Baykal’ın sorduğu soruya yani “yabancıların niye Türkiye’de kansız bir darbe olduğunu söyledikleri” meselesine dönersek, Baykal’ın topluma sorduğu soruyu cevaplandırmış olacağız.
Yabancılar Türkiye’de sessiz bir devrim yaşandığını söylüyorlar çünkü işin içindeler. Türkiye’deki değişimin bu derece kolay ve rahat gerçekleşmesinde ABD’nin ve AB ülkelerinin AKP eliyle Türkiye’ye verdiği desteği bilmeyen yok. Zaten AKP çevreleri de bunu saklamıyor. Bu durumda son gelişmeler yabancıların malumudur.
Baykal’ın buna şaşırmaması gerekir.
Feveranına gelince o da doğru ve haklıdır.
Neden?
Çünkü Osmanlı, hatta Atatürk sonrası inşa olunan toplumsal düzeni kuran parti CHP’dir. Dolayısı ile statüko kendilerinin eseridir. Hâl böyle olunca nelerin kayıp, nelerin yok olduğunu ilk onlar anlayacaktır. Ve söyledikleri gibi de gerçekten “rejim değişmiştir”.
MHP’lilere gelince onlar Moğoltay’ın o meşhur sözünü unutmuş olamazlar. Adalet Bakanlığına aldığı partilileri savunan dönemin CHP’li Adalet Bakanı Mehmet Moğoltay, “MHP’leri mi alsaydım” diyerek kendini savunmuştu. Ona göre MHP’liler öcüydü ve ülke vatandaşı sayılmazdı. Dolayısı ile de işe alınmayı bırak kapıya
bile uğratılmamalıydı.
O gün partileştirilen bakanlık kadrolarının aynı şekilde şimdi de AKP’liler tarafından ve yine aynı mantıkla siyasallaştırılması karşısında CHP’lilerin itirazlarını görüyoruz.
İtirazlarında haklılar. Sonuç?
İktidar bildiğini okuyor. Aynı durum anayasa değişmeleri sırasında da yaşandı. “Siz de kimsiniz. Benim meclis çoğunluğum yetiyorsa dilediğim anayasayı çıkarırım” anlayışı galip geldi.

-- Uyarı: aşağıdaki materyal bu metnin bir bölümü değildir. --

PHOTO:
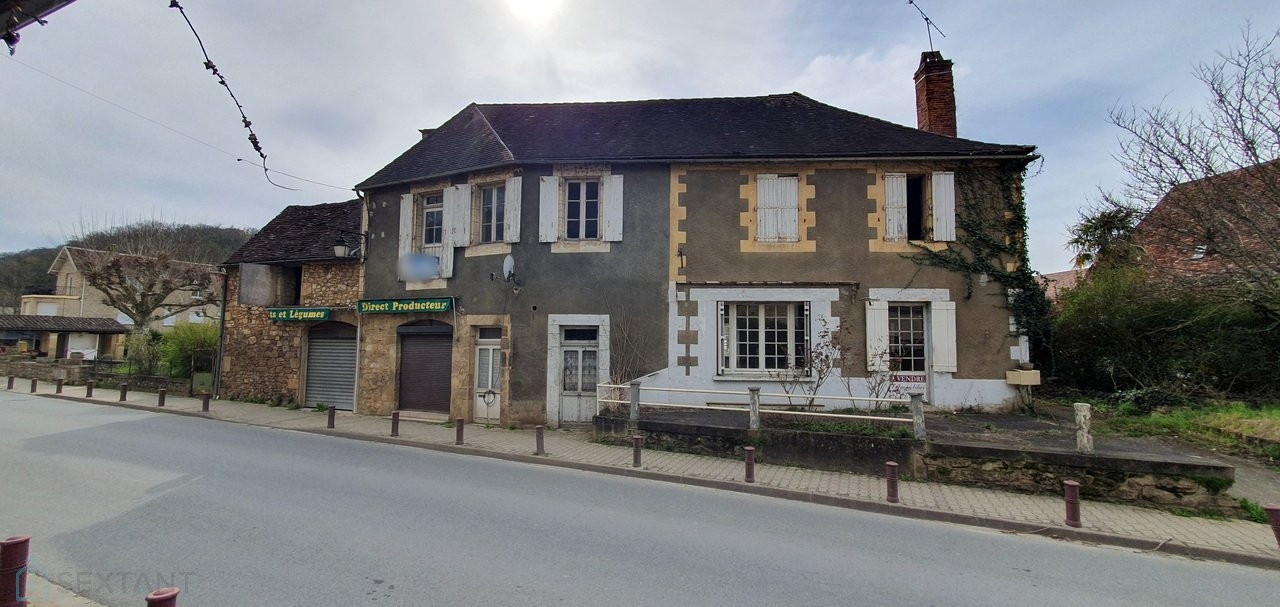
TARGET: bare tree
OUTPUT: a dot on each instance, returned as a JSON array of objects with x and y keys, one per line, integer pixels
[{"x": 1206, "y": 183}]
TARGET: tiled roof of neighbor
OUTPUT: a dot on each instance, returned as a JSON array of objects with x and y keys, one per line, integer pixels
[
  {"x": 60, "y": 324},
  {"x": 302, "y": 233},
  {"x": 768, "y": 127}
]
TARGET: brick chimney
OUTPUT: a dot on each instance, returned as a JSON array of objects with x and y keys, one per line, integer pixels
[{"x": 935, "y": 95}]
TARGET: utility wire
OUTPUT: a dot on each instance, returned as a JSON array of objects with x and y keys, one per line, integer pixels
[
  {"x": 209, "y": 65},
  {"x": 152, "y": 121}
]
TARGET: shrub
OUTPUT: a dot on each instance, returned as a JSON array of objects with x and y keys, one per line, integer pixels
[{"x": 191, "y": 347}]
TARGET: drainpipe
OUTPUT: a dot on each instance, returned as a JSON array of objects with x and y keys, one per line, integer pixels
[{"x": 222, "y": 339}]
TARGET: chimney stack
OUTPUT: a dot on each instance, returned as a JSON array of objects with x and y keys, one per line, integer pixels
[{"x": 935, "y": 95}]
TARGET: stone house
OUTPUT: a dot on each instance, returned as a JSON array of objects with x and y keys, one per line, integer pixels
[
  {"x": 521, "y": 254},
  {"x": 289, "y": 329},
  {"x": 74, "y": 297}
]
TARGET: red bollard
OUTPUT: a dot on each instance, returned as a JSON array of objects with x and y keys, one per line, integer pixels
[
  {"x": 891, "y": 482},
  {"x": 635, "y": 450},
  {"x": 1072, "y": 496},
  {"x": 1274, "y": 519},
  {"x": 13, "y": 570},
  {"x": 164, "y": 597}
]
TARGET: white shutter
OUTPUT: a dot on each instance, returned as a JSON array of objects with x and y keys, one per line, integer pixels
[
  {"x": 942, "y": 334},
  {"x": 944, "y": 206},
  {"x": 406, "y": 236},
  {"x": 611, "y": 195},
  {"x": 511, "y": 231},
  {"x": 877, "y": 336},
  {"x": 895, "y": 206},
  {"x": 457, "y": 215},
  {"x": 548, "y": 209}
]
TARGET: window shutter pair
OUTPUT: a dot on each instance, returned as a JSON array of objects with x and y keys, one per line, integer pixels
[
  {"x": 944, "y": 206},
  {"x": 549, "y": 208},
  {"x": 777, "y": 209}
]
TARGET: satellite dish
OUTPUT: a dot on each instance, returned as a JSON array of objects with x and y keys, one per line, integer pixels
[{"x": 508, "y": 268}]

Ve CHP’nin oluşturduğu statükoyu, AKP statükosu inşa ederek değiştirdi iktidar. Yanlışı yanlışla düzeltme yoluna gitti. Bugün Moğoltay’ın partisi AKP’den yakınıyor. Yargıyı ele geçirdiniz diye. Hâlbuki dün aynısını kendileri yapmıştı. Bugün de AKP, dünkü CHP’yi modelleyerek yanlışı sürdürüyor.